Partial returns are fine: merge finds the extraction manifest by batch id and applies translated segments, leaving untranslated ones alone.
Recipe schema
Three new sections on Defaults:
defaults:
source_language: en-US
target_languages: [fr-FR, de-DE, es-ES]
merge:
conflict_policy: translator-wins # | existing-wins | newest-wins
tm:
fuzzy_threshold: 75 # int 0..100
read: # optional read-only TMs
- /path/to/corporate.tmx
segmentation:
source: false # opt-in
srx: rules.srx # optional SRX override
Unknown fields are rejected with a clear error. Enum values are validated against the allowed set. Defaults apply when the section is absent.
Relationships to other ADs
- AD-005 (Format System) — XLIFF 2.x writer/reader and PO reader/writer are the carriers; skeleton store is how byte-exact roundtrip works.
- AD-008 (Project Model) — extract adds the extraction manifest
under
.kapi/cache/extractions/<id>/. Conflict policy is a newDefaults.Mergesection. Auto-discovery uses the existingproject.ResolveLayoutentry point. - AD-009 (Translation Memory) —
Lookupbecomes load-bearing for extract pre-fill. ALookupSegmentmethod is added for per-span matching when a segmentation overlay is present. Merge extends theOriginprovenance story with a"merge"source and the batch id inReference. - AD-010 (Terminology) — termbase-informed glossary hints on extract are a natural follow-up (analogous to TM pre-fill). Not in v1.
- AD-013 (Kapi CLI) — adds
extractandmergetop-level commands and describes the auto-discovery resolution order. - AD-015 (Testing & Documentation) — extract/merge each ship with an interactive walkthrough embed and a unified workflow guide on the docs site.
Rationale
Why extract/merge as top-level commands rather than flows?
Discoverability. A localization engineer looking at kapi --help
sees them immediately alongside run. Building them as flows would
hide them a layer deeper and make their specialized flag shapes
(--only, --pattern, -i repeatable, conflict policy) awkward to
express.
Why block hash as merge key, not segment position? Segmentation
is a stand-off overlay, not a structural change. The same Block may
emit 1 or N <segment>s depending on the recipe; using block hash as
the stable key means the project can change segmentation settings
between extractions without breaking merge. Segment span ids (s1,
s2, …) ride inside the segmentation overlay.
Why project-state skeletons (not embedded)? Keeps the emitted
XLIFF small and CAT-friendly. Makes TM absorb cheap (no skeleton
to unpack on merge). The project folder is already the unit of
portability — git push ships it.
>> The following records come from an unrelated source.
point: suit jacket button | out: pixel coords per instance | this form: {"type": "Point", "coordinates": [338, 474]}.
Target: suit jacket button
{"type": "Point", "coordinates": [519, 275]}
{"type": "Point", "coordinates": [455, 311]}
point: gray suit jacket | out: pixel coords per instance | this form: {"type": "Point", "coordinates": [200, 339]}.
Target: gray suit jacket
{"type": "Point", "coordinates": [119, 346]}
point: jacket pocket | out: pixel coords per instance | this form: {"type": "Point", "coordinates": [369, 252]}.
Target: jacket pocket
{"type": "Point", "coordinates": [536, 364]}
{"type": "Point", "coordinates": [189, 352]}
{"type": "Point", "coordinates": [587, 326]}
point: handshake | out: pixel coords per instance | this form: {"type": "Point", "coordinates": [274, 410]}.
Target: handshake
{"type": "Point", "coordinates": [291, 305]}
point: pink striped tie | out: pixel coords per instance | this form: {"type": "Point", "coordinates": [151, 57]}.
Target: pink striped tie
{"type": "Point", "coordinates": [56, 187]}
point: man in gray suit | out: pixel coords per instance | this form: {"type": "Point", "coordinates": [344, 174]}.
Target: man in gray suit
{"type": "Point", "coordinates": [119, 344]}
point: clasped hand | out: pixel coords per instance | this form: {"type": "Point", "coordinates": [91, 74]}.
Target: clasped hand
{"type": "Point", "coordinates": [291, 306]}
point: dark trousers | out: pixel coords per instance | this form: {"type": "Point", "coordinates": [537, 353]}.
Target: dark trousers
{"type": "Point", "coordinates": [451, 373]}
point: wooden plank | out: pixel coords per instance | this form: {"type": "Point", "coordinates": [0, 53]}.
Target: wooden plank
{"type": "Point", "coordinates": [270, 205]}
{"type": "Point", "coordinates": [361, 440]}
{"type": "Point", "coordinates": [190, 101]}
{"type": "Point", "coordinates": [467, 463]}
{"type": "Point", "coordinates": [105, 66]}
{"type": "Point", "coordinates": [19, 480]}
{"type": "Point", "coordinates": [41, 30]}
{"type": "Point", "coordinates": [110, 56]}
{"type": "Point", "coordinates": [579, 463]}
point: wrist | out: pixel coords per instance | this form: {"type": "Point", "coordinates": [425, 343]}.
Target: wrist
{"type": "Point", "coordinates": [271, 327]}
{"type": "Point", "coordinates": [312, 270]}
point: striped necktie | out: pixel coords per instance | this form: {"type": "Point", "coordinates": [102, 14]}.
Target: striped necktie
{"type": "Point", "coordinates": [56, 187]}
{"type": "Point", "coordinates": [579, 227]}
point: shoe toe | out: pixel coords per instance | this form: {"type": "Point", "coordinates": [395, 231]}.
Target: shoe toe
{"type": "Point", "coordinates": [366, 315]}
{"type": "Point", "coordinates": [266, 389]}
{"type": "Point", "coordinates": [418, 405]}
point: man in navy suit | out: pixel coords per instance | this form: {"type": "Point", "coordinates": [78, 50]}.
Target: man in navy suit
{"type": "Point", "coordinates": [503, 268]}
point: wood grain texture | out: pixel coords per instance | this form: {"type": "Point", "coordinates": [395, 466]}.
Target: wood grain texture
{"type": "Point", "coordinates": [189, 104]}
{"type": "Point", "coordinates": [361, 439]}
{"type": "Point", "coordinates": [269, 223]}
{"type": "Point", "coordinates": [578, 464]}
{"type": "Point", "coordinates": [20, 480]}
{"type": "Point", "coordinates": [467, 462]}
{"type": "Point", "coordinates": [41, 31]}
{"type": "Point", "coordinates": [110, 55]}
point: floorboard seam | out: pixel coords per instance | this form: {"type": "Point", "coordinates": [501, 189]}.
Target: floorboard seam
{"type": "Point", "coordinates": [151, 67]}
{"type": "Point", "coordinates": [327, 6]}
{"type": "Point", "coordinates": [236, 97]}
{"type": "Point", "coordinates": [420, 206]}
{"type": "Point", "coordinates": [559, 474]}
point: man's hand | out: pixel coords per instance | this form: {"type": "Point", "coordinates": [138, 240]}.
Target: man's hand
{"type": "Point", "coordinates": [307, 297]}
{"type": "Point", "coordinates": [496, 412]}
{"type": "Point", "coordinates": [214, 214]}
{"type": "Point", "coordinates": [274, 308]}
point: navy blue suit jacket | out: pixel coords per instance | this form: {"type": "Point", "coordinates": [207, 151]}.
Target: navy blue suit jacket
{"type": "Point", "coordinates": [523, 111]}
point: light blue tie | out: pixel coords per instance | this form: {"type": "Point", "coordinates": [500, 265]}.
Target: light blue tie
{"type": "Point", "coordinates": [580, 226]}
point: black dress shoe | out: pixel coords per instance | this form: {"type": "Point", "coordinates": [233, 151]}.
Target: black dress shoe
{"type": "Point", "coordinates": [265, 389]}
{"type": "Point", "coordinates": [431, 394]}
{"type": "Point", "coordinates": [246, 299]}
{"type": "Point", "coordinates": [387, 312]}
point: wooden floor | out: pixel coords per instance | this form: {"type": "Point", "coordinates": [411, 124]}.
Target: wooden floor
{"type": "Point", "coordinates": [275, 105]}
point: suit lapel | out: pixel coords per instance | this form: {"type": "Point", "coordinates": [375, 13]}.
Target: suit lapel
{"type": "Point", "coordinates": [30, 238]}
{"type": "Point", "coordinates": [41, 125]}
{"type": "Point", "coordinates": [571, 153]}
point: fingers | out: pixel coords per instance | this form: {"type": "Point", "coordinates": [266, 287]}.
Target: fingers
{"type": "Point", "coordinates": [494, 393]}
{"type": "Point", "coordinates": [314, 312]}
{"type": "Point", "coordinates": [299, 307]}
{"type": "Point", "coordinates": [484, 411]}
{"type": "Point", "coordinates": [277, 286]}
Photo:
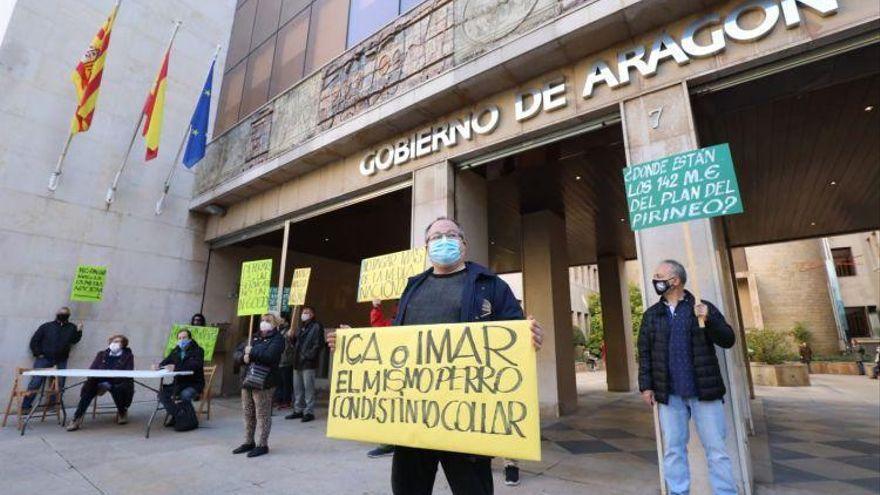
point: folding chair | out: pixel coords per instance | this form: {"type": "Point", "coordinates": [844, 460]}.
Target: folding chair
{"type": "Point", "coordinates": [20, 391]}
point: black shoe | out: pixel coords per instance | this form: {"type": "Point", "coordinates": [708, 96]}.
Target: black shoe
{"type": "Point", "coordinates": [258, 451]}
{"type": "Point", "coordinates": [381, 451]}
{"type": "Point", "coordinates": [511, 475]}
{"type": "Point", "coordinates": [245, 447]}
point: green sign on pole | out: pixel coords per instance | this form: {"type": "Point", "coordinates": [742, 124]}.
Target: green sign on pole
{"type": "Point", "coordinates": [253, 294]}
{"type": "Point", "coordinates": [88, 284]}
{"type": "Point", "coordinates": [206, 337]}
{"type": "Point", "coordinates": [687, 186]}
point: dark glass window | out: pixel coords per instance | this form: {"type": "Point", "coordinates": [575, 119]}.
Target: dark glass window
{"type": "Point", "coordinates": [290, 54]}
{"type": "Point", "coordinates": [326, 32]}
{"type": "Point", "coordinates": [256, 80]}
{"type": "Point", "coordinates": [843, 262]}
{"type": "Point", "coordinates": [266, 22]}
{"type": "Point", "coordinates": [366, 17]}
{"type": "Point", "coordinates": [242, 28]}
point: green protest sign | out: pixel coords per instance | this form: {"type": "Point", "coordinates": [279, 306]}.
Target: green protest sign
{"type": "Point", "coordinates": [206, 337]}
{"type": "Point", "coordinates": [677, 188]}
{"type": "Point", "coordinates": [88, 284]}
{"type": "Point", "coordinates": [253, 293]}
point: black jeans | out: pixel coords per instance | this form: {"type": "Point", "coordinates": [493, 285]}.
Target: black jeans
{"type": "Point", "coordinates": [413, 472]}
{"type": "Point", "coordinates": [122, 394]}
{"type": "Point", "coordinates": [284, 392]}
Embedded skeleton remains an
opt-in escape hatch for workflows that can't ship the project.
Why TM-in + TM-out on by default? Without the loop, TM is a sidecar — interesting, not load-bearing. The moment the loop is on, the TM is the memory: each merge makes the next extract cheaper. Making it opt-in would leave most users' TMs empty or stale.
Why write-back only to the project TM? Imported TMX should be reproducible from its source file; writing into it turns it into a living artifact that drifts from the TMX on disk. The project TM is the editable thing.